ADMINISTRATORS AND OVERTIME PAY IN CALIFORNIA

Harris v. Superior Court Decision Confirms Administrative Exemption Requires Detailed Case-by-Case Analyses and Job Descriptions

The Supreme Court of California ruled today there are no easy assumptions when an employer seeks to qualify company “administrators” as exempt from overtime.  Francis Harris v. Superior Court of Los Angeles County, No. S156555, opinion filed December 29, 2011.
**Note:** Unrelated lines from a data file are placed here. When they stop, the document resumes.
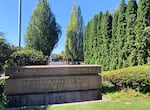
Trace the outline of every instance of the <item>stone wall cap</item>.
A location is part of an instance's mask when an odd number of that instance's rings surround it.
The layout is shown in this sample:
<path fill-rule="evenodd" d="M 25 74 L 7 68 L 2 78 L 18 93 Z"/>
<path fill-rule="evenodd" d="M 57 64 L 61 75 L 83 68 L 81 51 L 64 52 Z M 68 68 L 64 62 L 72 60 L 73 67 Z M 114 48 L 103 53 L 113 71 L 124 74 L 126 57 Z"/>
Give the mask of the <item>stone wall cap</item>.
<path fill-rule="evenodd" d="M 11 66 L 9 68 L 60 68 L 60 67 L 101 67 L 101 65 L 38 65 L 38 66 Z"/>

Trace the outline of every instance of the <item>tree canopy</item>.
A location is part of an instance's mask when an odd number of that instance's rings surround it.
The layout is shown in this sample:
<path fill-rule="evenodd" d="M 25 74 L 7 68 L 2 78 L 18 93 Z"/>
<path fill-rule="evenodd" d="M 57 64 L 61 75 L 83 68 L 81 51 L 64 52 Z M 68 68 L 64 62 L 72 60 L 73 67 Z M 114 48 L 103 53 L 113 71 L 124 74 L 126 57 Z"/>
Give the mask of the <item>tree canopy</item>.
<path fill-rule="evenodd" d="M 26 46 L 49 56 L 58 43 L 60 35 L 61 27 L 56 22 L 48 0 L 38 0 L 25 34 Z"/>

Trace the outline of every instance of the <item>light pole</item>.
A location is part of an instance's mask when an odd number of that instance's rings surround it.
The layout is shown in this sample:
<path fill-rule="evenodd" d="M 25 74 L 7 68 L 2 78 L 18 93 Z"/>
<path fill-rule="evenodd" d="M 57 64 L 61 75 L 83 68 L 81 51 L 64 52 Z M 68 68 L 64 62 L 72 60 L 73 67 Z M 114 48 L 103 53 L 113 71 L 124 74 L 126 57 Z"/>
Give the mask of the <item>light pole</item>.
<path fill-rule="evenodd" d="M 21 49 L 21 0 L 18 1 L 18 38 L 19 50 Z"/>

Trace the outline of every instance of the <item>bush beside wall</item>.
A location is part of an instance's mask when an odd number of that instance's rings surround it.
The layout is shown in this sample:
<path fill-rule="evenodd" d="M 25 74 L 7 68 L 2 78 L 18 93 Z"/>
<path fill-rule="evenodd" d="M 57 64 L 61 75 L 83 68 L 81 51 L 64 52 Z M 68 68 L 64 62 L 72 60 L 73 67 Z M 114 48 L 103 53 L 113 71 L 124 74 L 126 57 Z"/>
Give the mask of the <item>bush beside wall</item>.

For well over a decade, California has been a battleground on just what managerial roles and duties an employee must play in order to meet the administrative exemption. The difficulty first stemmed from a lack of definition in the 1998 regulations of the term “administrative work.”  Today’s Harris decision observed that the Industrial Welfare Commission (IWC) sought to remedy the potential ambiguity by issuing in October, 2000 a set of “seven fairly extensive and interrelated subdivisions” to specifically define “administrative work,” now found for example in the IWC’s Wage Order 4 (covering most white collar workers), sections 1(A)(2)(a)-(g).  However, as the Harris decision also pointed out today, the legal battles have nevertheless continued in part because some lower courts have failed to closely apply that seven-part definition.

Perhaps the most important lesson from the Harris decision is that employers must limit the potential for challenges to their administrative worker classifications by carefully comparing the roles and duties each such employee carries against each element of the IWC’s expanded definition for such workers.  As Harris makes it clear that the analysis is a case-by-case proposition, companies should also take care to create or update to well-crafted written job descriptions that contain all the necessary elements from the regulations and that match the actual roles and duties of their administrators. The task is best embraced with the assistance of skilled, experienced labor counsel.